Sinto falta do que havia entre nós. Era possível sentir no ar. Não perceber ou ver. Se sentia. Algo grande, forte, quente, vermelho e azul. Eu o queria tanto. Éramos nós artistas de um mesmo picadeiro. Fazíamos da noite nosso lar. Entre grandes e pequenos só havia eu e você e o que construirmos para nós. As coisas faziam sentido no meio da loucura que vivíamos. Nossa liberdade era tamanha que nos sentíamos constantemente andando em parapeitos e viadutos. O mundo era pequeno para nossos pés. Nos beijos, colocávamos ali as palavras que escapavam pela língua. Nos risos, colocávamos a satisfação de sermos o que éramos. Nos dias difíceis, deixávamos claro o que poderia fazer nos separar. Dia após dia, esperando que o tempo desse a ordem, esperávamos pelo futuro que nunca nos chegou às mãos.

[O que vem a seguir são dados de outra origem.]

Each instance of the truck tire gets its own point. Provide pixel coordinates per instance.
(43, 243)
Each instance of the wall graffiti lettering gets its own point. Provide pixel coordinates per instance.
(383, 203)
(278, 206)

Mas com o passar do tempo, os risos já não mostravam nada. Os beijos não se chamavam. Os dias difíceis nos visitavam sem antes telefonar. O passado assombrava-nos na noite que um dia foi nossa. O canto e o violão pareciam desentoados e a música já tinha ido embora de mala e cuia. Nos deixávamos atordoados e confusos com a dúvida criada por nós. Eu via erros em você e em mim só havia o descaso. O peso de não confiar nos guiavam para pontes que já tinham sido queimadas. O seu ego tripudia em mim. Minha ignorância te olha ironicamente. O cinismo nos servia na cama. Os caminhos trilham para o desencontro. Gritos e noites separadas. Lágrimas com teor de álcool de 78% molhavam nossas roupas. Sentíamos as mesmas dores, e estas, eram criadas por nós mesmos.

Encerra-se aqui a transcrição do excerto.